Il s’était levé et se promenait de long en large, et s’arrêtait par instans devant les gravures et les tableaux ; mais je crois qu’il ne les regardait pas. Rose s’était endormie, la tête penchée sur l’épaule, dans une attitude pleine de grâce et d’innocence.

— Alors, c’est vous qui la guidez dans ses placemens?

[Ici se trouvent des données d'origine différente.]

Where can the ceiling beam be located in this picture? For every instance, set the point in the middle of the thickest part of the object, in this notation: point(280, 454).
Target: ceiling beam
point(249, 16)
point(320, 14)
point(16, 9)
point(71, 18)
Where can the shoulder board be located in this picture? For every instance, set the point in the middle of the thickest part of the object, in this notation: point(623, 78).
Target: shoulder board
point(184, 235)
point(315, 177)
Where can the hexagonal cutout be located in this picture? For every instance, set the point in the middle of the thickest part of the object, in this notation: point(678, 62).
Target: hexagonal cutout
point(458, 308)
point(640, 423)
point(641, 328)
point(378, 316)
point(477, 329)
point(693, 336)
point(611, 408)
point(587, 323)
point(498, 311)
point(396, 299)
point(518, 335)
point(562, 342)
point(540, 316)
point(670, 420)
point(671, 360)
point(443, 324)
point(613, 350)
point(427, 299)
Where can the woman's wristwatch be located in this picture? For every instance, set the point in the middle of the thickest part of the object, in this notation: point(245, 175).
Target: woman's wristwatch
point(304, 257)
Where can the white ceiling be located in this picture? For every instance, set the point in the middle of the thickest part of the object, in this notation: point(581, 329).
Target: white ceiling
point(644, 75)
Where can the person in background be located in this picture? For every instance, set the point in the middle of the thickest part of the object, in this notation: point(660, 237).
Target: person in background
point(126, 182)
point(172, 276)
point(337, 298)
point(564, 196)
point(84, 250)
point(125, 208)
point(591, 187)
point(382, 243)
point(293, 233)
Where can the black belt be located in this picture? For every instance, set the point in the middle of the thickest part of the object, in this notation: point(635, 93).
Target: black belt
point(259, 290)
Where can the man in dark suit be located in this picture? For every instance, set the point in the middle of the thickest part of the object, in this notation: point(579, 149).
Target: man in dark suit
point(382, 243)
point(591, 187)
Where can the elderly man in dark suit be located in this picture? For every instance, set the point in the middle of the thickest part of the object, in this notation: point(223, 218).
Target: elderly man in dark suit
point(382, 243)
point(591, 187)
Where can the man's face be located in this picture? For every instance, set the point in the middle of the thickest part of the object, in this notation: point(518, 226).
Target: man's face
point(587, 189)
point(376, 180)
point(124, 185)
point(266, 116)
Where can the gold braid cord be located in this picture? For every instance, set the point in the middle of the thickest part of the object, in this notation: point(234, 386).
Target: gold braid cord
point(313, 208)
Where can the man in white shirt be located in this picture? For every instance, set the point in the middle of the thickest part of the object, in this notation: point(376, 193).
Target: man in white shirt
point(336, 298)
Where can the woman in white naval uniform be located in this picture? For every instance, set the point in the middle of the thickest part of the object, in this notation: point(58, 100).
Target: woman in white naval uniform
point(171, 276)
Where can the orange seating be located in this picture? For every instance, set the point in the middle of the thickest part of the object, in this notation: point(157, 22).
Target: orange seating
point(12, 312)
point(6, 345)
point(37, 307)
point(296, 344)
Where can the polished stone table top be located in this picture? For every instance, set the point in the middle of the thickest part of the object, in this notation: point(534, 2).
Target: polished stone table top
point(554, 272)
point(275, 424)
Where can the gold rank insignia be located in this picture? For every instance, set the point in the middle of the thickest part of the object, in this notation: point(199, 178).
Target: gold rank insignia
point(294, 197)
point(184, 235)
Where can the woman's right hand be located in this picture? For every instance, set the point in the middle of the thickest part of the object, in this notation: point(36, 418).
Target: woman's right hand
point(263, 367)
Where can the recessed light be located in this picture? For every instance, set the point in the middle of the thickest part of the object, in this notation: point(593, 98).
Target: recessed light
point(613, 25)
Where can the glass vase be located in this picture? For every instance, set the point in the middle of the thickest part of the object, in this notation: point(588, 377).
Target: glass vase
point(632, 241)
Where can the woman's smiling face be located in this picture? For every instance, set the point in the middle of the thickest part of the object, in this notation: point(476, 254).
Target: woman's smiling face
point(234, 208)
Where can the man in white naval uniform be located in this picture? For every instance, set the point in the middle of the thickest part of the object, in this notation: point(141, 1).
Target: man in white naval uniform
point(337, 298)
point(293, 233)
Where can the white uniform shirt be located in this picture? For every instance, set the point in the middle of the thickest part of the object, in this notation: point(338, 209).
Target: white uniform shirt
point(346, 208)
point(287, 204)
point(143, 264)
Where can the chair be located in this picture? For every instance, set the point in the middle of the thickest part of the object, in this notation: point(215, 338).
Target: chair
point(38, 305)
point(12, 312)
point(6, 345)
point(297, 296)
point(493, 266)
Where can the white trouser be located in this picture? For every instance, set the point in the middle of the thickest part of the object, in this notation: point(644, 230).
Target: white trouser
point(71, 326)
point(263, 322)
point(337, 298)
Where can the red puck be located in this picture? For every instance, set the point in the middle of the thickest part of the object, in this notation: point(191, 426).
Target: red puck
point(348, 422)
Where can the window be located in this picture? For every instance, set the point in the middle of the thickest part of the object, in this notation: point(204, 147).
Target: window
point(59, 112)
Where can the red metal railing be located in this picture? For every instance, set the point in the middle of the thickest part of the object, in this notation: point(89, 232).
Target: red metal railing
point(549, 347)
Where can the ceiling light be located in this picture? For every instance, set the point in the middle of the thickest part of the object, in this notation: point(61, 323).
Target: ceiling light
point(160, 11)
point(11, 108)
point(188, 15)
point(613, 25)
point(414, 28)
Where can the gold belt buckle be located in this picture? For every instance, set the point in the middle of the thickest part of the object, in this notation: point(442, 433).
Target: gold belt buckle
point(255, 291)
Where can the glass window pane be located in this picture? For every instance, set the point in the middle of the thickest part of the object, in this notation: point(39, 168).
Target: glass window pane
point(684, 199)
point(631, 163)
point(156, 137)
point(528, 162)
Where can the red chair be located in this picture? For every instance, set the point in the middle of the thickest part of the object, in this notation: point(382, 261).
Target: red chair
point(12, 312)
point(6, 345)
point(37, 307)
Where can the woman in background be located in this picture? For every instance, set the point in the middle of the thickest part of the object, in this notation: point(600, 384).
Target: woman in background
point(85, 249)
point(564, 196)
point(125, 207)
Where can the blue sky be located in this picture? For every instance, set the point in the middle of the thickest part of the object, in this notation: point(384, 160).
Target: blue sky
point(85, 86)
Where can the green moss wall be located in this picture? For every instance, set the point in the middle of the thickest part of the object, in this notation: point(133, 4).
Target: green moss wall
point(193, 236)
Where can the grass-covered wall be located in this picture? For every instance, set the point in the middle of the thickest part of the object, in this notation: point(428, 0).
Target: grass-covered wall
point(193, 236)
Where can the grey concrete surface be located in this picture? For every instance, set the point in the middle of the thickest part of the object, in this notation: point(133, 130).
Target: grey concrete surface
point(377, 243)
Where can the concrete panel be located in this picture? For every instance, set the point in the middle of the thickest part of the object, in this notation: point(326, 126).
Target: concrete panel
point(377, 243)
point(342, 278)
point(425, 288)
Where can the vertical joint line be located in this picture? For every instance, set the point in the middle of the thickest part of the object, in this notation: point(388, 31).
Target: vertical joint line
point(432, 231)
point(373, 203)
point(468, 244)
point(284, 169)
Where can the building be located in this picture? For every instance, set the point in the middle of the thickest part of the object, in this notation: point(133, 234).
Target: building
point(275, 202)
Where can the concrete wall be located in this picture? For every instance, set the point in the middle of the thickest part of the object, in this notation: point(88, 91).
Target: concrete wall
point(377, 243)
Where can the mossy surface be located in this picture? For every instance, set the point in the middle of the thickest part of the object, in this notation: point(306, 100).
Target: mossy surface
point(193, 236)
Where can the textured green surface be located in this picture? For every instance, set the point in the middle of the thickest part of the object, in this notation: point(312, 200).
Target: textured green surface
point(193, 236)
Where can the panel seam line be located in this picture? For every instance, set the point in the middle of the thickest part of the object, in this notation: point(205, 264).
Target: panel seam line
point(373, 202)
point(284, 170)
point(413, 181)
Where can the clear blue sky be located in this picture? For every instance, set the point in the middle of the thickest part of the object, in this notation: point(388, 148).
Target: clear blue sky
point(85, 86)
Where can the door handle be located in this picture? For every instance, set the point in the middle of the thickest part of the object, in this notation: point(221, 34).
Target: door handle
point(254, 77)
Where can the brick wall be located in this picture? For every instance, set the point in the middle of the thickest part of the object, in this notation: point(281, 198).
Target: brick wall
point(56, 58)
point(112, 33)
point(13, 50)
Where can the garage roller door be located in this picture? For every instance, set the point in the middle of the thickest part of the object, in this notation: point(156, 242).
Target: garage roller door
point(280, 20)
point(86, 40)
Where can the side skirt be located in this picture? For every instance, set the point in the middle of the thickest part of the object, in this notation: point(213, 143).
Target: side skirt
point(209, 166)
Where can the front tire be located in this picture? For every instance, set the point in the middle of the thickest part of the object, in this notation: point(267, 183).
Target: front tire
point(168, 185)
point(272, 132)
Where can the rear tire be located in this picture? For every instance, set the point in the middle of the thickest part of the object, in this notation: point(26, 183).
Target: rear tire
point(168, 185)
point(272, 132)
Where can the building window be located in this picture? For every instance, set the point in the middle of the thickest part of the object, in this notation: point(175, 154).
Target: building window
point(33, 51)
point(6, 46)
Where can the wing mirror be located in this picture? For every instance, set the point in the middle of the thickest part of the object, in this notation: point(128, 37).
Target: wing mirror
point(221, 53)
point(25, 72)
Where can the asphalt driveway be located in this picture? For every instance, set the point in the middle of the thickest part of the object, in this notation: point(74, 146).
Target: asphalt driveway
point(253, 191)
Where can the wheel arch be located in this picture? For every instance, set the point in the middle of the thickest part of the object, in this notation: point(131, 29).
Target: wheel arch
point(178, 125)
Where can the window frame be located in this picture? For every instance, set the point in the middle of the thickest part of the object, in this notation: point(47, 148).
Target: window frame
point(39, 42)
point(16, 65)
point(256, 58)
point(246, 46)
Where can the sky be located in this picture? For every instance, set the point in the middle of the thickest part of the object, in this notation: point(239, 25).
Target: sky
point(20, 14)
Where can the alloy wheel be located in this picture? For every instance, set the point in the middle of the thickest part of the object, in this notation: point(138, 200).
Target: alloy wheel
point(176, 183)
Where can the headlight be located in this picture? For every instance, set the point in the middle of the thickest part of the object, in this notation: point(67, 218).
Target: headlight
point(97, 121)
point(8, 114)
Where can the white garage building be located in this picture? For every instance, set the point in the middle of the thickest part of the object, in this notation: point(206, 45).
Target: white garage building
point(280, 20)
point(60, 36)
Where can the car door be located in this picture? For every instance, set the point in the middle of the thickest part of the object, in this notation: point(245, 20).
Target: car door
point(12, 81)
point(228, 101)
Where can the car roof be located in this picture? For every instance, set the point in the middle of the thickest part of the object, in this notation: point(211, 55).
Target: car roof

— Depuis longtemps déjà elle ne prend pas d’autre avis que les miens, et vous comprenez quel souci pour moi... Autrefois, c’était bien simple... On achetait de la terre,.. ou de la rente. Mais la terre ne rapporte plus rien, et la rente ?.. Par ce temps de conversions et de révolutions!... cela ne vaut pas mieux qu’autre chose... Je le lui disais encore dimanche : « Attendez une occasion,.. un emprunt, par exemple! Le gouvernement ne manquera pas d’en faire un d’ici à peu de temps... C’est plus avantageux et guère moins sûr... »

Il s’était arrêté et me regardait fixement... Je ne sais pourquoi ce regard étincelant et sombre coupa subitement mon bavardage. Il s’en aperçut et reprit :

— Guère moins sûr... Vous avez raison... Le tout est de saisir les occasions...

Je crus qu’il allait m’en indiquer quelqu’une, et j’étais déjà sur mes gardes, l’oreille ouverte ; mais il recommença à se promener quelques instans en silence. Puis il dit de ce même ton distrait et machinal qu’il avait pris déjà plusieurs fois : — Donc, vous êtes le conseiller intime,.. C’est vous qui indiquez les bons placemens,.. — Et c’est saint Gobrien qui tient les clés de la caisse?..

— Comment le savez-vous? m’écriai-je étourdiment.

— C’est une façon de parler : je ne sais rien... Ah! décidément,.. vous êtes un bien brave homme !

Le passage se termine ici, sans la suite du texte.